Although these early studies performed on whole body PET scanners were encouraging, they also demonstrated the limits imposed upon whole body imaging techniques. First, they have limited spatial resolution by mammographic standards (intrinsic resolution of ~5mm is degraded to 7-9mm after smoothing to reduce noise). Secondly, the efficiency of ring-based scanners for detecting emitted radiation is limited to that radiation which is emitted in the plane of the rings. Thirdly, most of the photon pairs are lost to attenuation since at least one of the photons must travel through a large amount of tissue (the body) to be detected. Finally, abnormalities demonstrated on these scanners are often difficult to localize, i.e., spatially correlate in three dimensions for purposes of biopsy or treatment. Because of the combined effects of spatial resolution and noise, small lesions are difficult to detect. Moreover, dedicated whole-body PET scanners are expensive and limited to a few centers nationwide.

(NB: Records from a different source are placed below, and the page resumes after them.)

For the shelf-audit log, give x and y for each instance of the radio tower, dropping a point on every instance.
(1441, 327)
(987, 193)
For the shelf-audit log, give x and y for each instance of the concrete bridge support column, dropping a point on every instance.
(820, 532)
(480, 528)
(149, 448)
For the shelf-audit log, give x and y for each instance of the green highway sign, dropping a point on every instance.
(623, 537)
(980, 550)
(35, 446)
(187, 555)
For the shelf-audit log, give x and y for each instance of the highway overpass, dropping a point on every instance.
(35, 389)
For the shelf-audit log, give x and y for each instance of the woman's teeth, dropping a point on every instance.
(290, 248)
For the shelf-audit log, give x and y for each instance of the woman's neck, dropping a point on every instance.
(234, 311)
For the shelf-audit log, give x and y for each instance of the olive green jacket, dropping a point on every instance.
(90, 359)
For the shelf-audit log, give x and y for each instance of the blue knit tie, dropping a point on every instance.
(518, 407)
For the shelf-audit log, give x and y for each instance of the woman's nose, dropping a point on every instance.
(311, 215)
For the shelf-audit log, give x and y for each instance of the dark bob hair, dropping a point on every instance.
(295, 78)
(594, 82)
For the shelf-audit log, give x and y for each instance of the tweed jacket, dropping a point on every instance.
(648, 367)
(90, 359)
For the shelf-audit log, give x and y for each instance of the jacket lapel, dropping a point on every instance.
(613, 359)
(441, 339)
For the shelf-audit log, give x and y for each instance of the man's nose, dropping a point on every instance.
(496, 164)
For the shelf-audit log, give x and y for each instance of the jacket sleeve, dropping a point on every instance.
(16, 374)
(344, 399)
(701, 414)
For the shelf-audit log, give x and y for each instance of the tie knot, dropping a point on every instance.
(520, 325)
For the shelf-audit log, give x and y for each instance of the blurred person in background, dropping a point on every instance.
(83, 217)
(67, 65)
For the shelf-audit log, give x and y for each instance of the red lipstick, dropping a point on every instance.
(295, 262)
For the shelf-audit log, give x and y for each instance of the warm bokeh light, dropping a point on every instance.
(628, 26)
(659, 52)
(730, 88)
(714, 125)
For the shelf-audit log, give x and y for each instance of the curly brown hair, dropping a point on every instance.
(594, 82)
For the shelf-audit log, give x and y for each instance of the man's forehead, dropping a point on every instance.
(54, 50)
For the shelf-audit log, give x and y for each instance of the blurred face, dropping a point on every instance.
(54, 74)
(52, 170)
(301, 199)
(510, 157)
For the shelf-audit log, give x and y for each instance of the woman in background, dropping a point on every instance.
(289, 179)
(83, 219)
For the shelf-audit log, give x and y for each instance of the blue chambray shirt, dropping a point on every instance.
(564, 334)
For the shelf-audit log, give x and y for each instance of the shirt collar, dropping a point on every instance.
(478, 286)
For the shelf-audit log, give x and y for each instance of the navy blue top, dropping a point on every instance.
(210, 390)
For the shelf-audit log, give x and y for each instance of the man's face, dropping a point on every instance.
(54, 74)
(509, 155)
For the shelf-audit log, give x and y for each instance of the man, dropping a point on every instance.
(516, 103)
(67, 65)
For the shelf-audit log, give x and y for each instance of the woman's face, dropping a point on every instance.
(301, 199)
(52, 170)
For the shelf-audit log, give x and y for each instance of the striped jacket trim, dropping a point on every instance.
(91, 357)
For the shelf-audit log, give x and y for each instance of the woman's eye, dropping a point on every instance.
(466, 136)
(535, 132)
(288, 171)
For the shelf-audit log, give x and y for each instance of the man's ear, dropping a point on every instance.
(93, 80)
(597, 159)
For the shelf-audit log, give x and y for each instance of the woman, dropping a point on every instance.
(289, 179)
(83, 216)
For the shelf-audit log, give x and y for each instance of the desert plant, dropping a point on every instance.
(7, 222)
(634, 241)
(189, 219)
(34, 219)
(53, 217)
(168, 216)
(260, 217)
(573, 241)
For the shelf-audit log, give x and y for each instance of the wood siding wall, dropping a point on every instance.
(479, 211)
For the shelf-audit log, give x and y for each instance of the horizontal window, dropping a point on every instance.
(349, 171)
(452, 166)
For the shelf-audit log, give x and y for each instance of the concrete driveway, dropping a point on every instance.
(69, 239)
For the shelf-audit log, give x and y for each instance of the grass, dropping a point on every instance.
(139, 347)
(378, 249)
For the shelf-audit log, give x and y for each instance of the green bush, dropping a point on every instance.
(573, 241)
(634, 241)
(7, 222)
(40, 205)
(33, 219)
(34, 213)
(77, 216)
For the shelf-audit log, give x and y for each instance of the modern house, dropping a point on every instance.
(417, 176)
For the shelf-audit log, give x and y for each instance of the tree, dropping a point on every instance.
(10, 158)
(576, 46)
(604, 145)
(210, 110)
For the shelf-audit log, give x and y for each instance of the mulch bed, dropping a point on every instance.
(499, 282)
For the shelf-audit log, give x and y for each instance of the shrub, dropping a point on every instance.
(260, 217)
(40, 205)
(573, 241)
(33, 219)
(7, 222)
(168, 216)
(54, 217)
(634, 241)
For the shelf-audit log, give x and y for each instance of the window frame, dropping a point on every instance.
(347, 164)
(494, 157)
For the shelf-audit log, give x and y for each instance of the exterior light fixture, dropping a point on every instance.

Several changes have occurred recently that are relevant to the application of FDG in breast imaging. First, the value of and interest in FDG PET for cancer evaluation has lead to the need for commercial FDG distribution sites. Many hospitals are now purchasing FDG from these distribution centers, alleviating the need for an on-site cyclotron. With reimbursement for PET procedures increasing, distribution facilities are likely to flourish. Secondly, specialized positron imaging systems for the breast such as thoses under development at Jefferson Lab have been proposed and built. These systems are either small rings of detectors which surround the breast or planar pairs of detectors located above and below the breast (like the Jefferson Lab system.) These systems have multiple benefits. The cost to build such a device is very low compared to a dedicated whole-body PET scanner (currently $1-$2 million). In addition, the imaging properties are better for the specific task of imaging the breast. Spatial resolution, geometric efficiency for detecting emitted radiation, much lower attenuation and scatter of emitted photons, and the ability to spatially correlate abnormalities with mammographic images of the breast taken with the breast in the same position and level of compression all lead to improved lesion detection and characterization, with lower FDG dose requirements. Ideally these units will enable detection of radiographically occult malignancy (particularly in dense breasts), assist in local staging of patients with known breast cancer, early detection of recurrent cancer, and early assessment of tumor response to radiation and chemotherapy.